Dans les coulisses de La Cigale

Carine Chenaux
06/09/2017

Après avoir été pendant 17 ans à la tête de La Nef, importante salle de concert à Angoulême, et de son festival affilié, Jean-Louis Ménanteau est devenu, début 2011, le Directeur général de La Cigale. Il en raconte l’esprit, les histoires, le quotidien, les aspirations.


Jean Louis Ménanteau © DR

 

Qu’évoquait pour vous La Cigale, avant que vous n’en preniez la direction ?

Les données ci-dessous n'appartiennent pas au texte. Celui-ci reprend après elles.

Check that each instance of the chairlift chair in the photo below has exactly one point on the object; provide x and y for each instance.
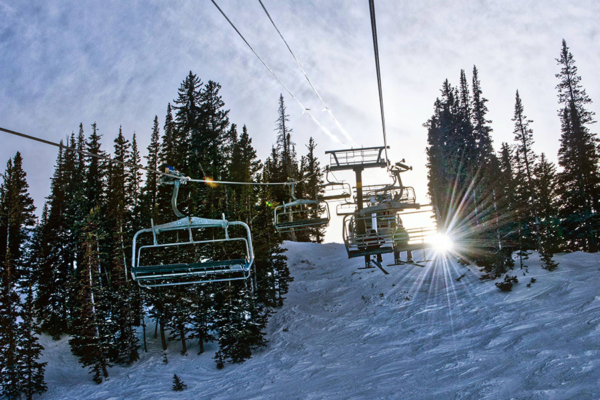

Vue depuis la province, elle était, dans les années 80, 90, 2000, LA salle identifiée pop-rock, principalement. En arrivant ici, je me suis rendu compte que son spectre artistique était plus large, qu’il y avait aussi de la chanson, du rap, et puis aussi des humoristes. Son créateur, Jacques Renault, avait voulu qu’elle soit plurielle, qu’elle propose une offre de spectacles diverse et de qualité. Et ce désir a perduré.

Après une salle publique, vous avez intégré une structure privée. Qu’est-ce que ça a changé ?

J’étais conscient que je n’aurais pas ici un rôle de programmateur comme précédemment, mais plutôt un rôle de manager. Je dirige Cigale S.A., c’est-à-dire La Cigale, La Boule Noire, la société qui gère les bars et même le restaurant. C’est assez transversal. Au quotidien, mon boulot est de coordonner l’équipe, de faire en sorte que tout marche bien, et puis que, sur le fond, il y ait toujours une flamme, une envie. Quand on fait ce métier, on sait que les artistes se sentent, d’une certaine manière, assez fragiles quand ils jouent dans la capitale. Parce que c’est Paris, il faut réussir son concert, que ce soit dans un petit bar ou dans un lieu comme La Cigale. Il y a une pression supplémentaire, du fait de la présence des professionnels et des médias. On perçoit nettement cette petite tension et notre travail, en tant que gestionnaires de salle, c’est de faire en sorte que toutes les conditions techniques soient réunies pour générer une grande sérénité. À côté de ça, la dimension humaine est aussi, bien sûr, très importante.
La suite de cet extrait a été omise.